No wonder cameras aren't allowed.

"He does it all the time", the former regular goes on. "There are times he'd flash us... he's very sexual and very flirty."

What else?

"Crawling through guys legs; having them do push-ups on top of him; touching..."

#4 At some point during the 90-min class... Richard is going to cry.

Dan Taberski desribes Richard Simmons as a man who wasn't afraid to "bare his soul."

Taberski's friend and colleague, actor Lauren Weedman, accompanied him to one of the classes at Slimmons. 

And as she says on the podcast, it was nothing like what she expected.

"He [Simmons] is not what he's like on TV", Weedman says. "He's even more hilarious."

"Until he starts crying."

Taberski adds, "It has happened in every class I've ever been to. Sometimes it's brought on by a story about someone he's helped... sometimes it's a personal story about his own struggles. And sometimes it just sort of creeps up on him, like when he's working us through some arm curls."

"He'll just lose it."

Weedman adds, "It was out of control crying. At the time, I remember thinking it was scary... he goes so far... he's crumbling right in front of you."

It was an outpouring of raw despair from the usually eclectic guru. And according to those closest to him, it came about in every class.

His followers - men and women of all shapes and sizes - idolised him. He wasn't merely their fitness instructor... he was their life coach.

Whatever Simmons said, went. Simple as that.

It was probably this unfaltering loyalty that led participants not to question his unorthodox - and eerily sexual - modus operandi. But I digress...

On February 15th 2014, Simmons disappeared from the public eye. Vanished. Without telling a sole.

One day he simply failed to turn up on time for a class at Slimmons. And that was that. He went from being the world's most outgoing, maniacal personality... to a recluse.

Dan Taberski was waiting at Slimmons the day Richard failed to turn up. And so began his podcast journey - a journey that aimed to answer the question: Why did Richard Simmons ghost the world?

The Missing Richard Simmons podcast blurb reads as follows...
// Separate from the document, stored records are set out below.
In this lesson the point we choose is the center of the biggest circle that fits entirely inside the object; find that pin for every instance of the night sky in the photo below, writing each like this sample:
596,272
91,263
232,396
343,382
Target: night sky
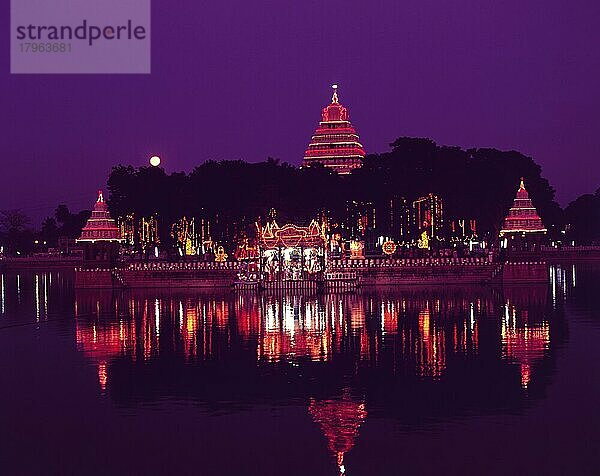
248,79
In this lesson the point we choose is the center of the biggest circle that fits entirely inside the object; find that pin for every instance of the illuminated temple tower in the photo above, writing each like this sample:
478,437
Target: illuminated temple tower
335,142
522,224
100,237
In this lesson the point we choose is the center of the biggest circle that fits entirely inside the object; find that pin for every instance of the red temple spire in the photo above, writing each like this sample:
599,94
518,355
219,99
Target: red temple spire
522,217
335,144
100,226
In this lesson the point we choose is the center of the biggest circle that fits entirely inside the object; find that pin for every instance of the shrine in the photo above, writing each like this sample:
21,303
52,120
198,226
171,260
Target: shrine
522,228
101,238
335,144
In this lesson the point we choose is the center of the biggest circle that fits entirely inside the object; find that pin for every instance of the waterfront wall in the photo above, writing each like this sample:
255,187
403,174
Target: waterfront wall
160,275
341,275
382,271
On February 15, 2014, fitness guru Richard Simmons disappeared. He stopped teaching his regular exercise class at Slimmons, cut off his closest friends, and removed himself from the public eye after decades as one of the most accessible celebrities in the world. Nobody has heard from him - and no one knows why he left. Filmmaker Dan Taberski was a Slimmons regular and a friend of Richard’s. Missing Richard Simmons is Dan’s search for Richard - and the deeper he digs, the stranger it gets.

Taberski interviews everyone who might know anything about Simmons' disappearance. From close friends, to family, to regulars at Slimmons.

His quest - not to 'find' Richard, but to make sure he's okay - is a gripping one.

You won't be able to stop listening.